Here is the recommendation for the three types of applications in terms of their IO models:

  1. An application that does synchronous IO. It is recommended that such applications always set the HTTP_SEND_RESPONSE_BUFFER_DATA flag for the send IOs.
  2. An application that does asynchronous IO but keeps maximum only one outstanding IO for send on each connection. Here it is recommended that the application should set the HTTP_SEND_RESPONSE_BUFFER_DATA flag for all the intermediate send IOs (when the HTTP_SEND_RESPONSE_MORE_FLAG flag is also set).
  3. An application that utilizes multiple outstanding send IOs on each connection. For instance, an application sends out the next entity body without waiting for the previous send completion. In this case, there is no need to set the HTTP_SEND_RESPONSE_BUFFER_DATA flag since such an application is not blocked in any way. New and truly asynchronous application should try to use this IO model.

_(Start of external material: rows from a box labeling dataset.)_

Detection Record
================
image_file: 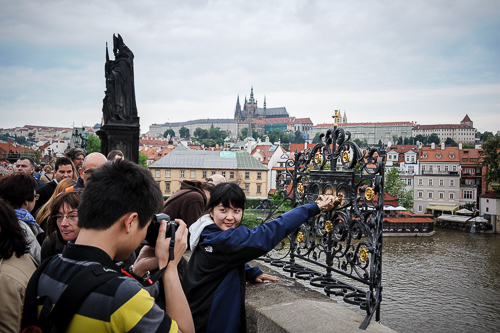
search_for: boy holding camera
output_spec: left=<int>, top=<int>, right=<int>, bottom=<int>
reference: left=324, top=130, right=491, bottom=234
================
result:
left=25, top=160, right=194, bottom=332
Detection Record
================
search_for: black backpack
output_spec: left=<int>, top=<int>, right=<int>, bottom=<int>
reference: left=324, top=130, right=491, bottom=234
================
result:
left=21, top=257, right=123, bottom=333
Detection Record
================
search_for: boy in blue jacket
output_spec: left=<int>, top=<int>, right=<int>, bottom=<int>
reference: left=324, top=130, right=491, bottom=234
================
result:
left=182, top=183, right=332, bottom=333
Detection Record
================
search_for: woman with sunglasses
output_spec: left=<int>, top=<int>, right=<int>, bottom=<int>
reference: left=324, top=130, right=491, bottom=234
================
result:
left=0, top=172, right=43, bottom=263
left=42, top=190, right=82, bottom=261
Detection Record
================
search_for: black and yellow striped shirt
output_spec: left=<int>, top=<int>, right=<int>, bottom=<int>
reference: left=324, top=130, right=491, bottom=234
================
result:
left=38, top=243, right=178, bottom=332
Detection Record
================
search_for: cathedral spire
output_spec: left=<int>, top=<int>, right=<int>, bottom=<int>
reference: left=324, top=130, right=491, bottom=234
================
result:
left=248, top=86, right=255, bottom=103
left=234, top=94, right=241, bottom=120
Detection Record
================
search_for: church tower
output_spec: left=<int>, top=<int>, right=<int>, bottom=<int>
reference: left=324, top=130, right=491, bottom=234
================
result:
left=234, top=94, right=242, bottom=121
left=245, top=87, right=257, bottom=137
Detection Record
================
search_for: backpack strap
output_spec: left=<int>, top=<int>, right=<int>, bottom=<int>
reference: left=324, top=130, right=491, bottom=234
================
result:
left=50, top=265, right=123, bottom=333
left=21, top=257, right=122, bottom=332
left=163, top=190, right=196, bottom=209
left=21, top=257, right=52, bottom=328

While setting the buffering flag solves the performance issue for most of the applications that fall under category 1 and 2 above, there are certain negative sides that the user should be aware of:

  1. Setting the flag increases CPU and memory usage. Buffering requires extra memory to store the user response or entity bodies. So this means extra CPU cycles and memory usage. Compared to an truly asynchronous application (category 3 above), an application that sets the buffering flag can expect some decrement in terms of clients being serviced. A trade-off has to be made between application simplicity and system scalability.
  2. When the buffering flag is passed, the send API will be completed as soon as the data is copied and passed to the transport layer. Thus, the completion status of the send API is not indicative of the completion status of the actual send.

- Chun Ye

Comments

  • Anonymous
    August 20, 2006
    PingBack from http://weblog.pigfoot.org/pigfoot/2006/08/21/buffering-in-httpsys/

  • Anonymous
    September 07, 2006
    Here is my explaination on why disable Nagle's Algorithm doesn't help performance.  The reason is that we can only disable it on the server side.  The client side still has Nagle's Algorithm enabled by default so the delayed-ACK issue is still there.  Typically for a GET request, the server is the sender but the delayed-ACK behavior is controlled by the client.  When the client is the sender (for PUT/POST requests), disable Nagle's Algorithm on the server side should make a difference.

    BTW Nagling or Delaye-ACK is only part of the reason that causes the performance problem.  The other part is Round Trip Time, which can't be solved by disabling Nagle's Algorithm.  That is why the buffering is necessary.

  • Anonymous
    May 15, 2012
    Could you please provide the Instructions on how to set the HTTP_SEND_RESPONSE_FLAG_BUFFER_DATA flag to enable TCP buffering on Windows Server 2003 Service Pack 1 Regards, Suman

  • Anonymous
    May 15, 2012
    You use it in the Flags section of the APIs, see msdn.microsoft.com/.../aa364499(v=vs.85).aspx for the HttpSendHttpResponse case.